Service to Community

With my academic training and personal experience, I have been a visible voice in my community as well as networking with others to develop social and poverty policies for already marginalized groups, particularly Black women. As an organizer for BLM Chicago and CAARPR Chicago Alliance Against Racist and Political Repression, I had the opportunity to organize in support for the Empowering Community for Public Safety (ECPS). ECPS is an ordinance that was recently passed in Chicago that called for civilian oversight over CPD. As a community organizer in Chicago, I have also advocated for social welfare opportunities such as increasing the minimum wages, housing assistance, making Juneteenth a national holiday, and providing the LGBTQ community with protection. Having this experience has advanced my efforts to be accurate, assertive, adaptable, and communicate with distinct cultures effectively.
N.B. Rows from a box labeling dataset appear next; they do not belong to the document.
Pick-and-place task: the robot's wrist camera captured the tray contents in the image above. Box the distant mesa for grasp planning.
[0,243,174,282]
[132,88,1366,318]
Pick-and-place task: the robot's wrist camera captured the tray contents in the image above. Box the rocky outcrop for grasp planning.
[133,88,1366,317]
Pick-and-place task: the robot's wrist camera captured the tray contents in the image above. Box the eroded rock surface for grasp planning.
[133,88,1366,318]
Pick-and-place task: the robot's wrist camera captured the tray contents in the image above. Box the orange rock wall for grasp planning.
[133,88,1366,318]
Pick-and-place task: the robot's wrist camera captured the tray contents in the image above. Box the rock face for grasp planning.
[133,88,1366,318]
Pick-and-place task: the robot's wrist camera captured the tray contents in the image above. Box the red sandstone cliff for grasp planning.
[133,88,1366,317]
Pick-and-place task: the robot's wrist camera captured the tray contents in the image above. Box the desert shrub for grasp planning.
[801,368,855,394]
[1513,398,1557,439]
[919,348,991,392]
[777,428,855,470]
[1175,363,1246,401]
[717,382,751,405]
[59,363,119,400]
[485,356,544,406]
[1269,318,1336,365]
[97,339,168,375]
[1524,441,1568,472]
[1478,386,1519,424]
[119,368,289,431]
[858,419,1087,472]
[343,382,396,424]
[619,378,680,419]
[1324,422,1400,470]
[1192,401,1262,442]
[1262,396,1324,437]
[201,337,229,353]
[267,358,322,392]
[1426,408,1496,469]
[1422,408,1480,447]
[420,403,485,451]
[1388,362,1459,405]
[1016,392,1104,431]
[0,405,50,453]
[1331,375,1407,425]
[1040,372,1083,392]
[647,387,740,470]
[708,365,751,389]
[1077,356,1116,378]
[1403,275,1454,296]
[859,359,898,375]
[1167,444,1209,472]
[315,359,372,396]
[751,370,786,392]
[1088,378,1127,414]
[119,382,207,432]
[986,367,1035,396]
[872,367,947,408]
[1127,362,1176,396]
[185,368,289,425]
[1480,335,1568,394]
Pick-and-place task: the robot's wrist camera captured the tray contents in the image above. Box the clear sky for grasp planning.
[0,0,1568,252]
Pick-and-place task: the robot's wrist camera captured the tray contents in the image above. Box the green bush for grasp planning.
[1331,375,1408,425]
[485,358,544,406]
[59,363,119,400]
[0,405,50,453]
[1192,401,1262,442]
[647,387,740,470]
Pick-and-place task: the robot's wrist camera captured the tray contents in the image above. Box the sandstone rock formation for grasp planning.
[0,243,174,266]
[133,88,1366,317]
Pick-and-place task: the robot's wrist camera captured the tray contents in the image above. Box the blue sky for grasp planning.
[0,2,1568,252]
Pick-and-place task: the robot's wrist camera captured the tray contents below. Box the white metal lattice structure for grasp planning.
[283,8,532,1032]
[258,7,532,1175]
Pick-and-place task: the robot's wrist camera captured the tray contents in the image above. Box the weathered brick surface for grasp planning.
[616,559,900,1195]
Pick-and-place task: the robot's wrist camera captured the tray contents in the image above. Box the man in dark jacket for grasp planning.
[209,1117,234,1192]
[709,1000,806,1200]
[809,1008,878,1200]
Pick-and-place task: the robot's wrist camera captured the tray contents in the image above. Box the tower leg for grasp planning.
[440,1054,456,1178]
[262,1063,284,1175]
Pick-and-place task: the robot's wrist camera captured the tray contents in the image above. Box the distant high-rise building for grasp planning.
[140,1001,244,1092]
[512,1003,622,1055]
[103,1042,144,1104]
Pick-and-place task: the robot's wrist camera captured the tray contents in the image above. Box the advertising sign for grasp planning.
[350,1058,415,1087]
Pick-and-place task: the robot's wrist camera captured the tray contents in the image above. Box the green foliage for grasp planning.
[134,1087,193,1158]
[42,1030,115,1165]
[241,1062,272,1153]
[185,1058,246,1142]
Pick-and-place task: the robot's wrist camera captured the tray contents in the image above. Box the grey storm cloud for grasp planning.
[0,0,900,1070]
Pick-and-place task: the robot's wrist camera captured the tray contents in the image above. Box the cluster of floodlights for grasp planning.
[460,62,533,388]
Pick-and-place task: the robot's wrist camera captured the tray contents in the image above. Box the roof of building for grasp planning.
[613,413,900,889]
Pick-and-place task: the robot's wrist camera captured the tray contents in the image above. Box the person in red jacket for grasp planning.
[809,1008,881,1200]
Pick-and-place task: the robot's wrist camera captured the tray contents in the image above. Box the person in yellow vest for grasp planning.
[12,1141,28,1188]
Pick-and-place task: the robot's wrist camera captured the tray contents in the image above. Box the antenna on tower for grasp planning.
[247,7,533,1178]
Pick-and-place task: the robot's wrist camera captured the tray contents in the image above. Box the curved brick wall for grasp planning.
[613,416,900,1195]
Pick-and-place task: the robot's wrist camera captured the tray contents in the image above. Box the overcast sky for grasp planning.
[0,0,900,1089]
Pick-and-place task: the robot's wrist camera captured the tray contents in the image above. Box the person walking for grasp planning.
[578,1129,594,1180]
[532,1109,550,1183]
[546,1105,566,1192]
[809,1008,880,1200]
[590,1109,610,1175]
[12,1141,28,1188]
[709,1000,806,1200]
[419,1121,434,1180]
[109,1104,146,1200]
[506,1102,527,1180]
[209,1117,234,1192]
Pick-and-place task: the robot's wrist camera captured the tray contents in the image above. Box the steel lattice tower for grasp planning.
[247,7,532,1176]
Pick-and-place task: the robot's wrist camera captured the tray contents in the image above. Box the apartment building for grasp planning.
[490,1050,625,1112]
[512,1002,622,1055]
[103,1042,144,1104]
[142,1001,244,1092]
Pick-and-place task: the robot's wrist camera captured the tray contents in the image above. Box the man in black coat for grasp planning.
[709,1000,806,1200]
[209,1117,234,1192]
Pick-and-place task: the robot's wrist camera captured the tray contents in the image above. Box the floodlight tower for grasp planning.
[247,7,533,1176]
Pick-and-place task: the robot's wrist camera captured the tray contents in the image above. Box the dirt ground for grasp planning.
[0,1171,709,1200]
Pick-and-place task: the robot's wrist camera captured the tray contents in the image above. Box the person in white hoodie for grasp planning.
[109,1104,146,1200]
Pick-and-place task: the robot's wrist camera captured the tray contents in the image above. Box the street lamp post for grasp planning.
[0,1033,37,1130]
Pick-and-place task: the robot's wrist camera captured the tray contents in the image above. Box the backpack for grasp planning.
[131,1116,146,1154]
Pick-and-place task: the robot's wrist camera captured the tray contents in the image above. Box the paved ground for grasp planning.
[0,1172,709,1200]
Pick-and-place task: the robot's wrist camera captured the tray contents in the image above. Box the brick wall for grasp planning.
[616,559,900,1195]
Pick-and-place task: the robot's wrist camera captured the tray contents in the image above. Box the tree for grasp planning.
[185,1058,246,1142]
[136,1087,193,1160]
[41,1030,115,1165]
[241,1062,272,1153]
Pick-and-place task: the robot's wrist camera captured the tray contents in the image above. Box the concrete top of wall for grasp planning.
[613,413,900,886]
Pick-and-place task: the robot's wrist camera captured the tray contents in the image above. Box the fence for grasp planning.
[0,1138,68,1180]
BA in Political Science and Government, McNair Scholar - Roosevelt University, Chicago, IL
Associates Degree in Liberal Arts and Sciences - Lake Land College, Mattoon, IL

Research Currently in Progress

My current work focuses on constructing and implementing policies which will speak to the extending warning of racial capital and political containment of marginalized and unstable neighborhoods. I am focused on organizing genuine issues that sometimes create irreparable hardships on community members. Particularly, the impacts of women residing in disinvested communities wherein Black men are captured under the expanding reach of mass incarceration. By organizing genuine issues that spotlight irreparable hardships on communities of color, we are better prepared in our efforts of collaborating with unfamiliar cultural histories to reevaluate our social construct.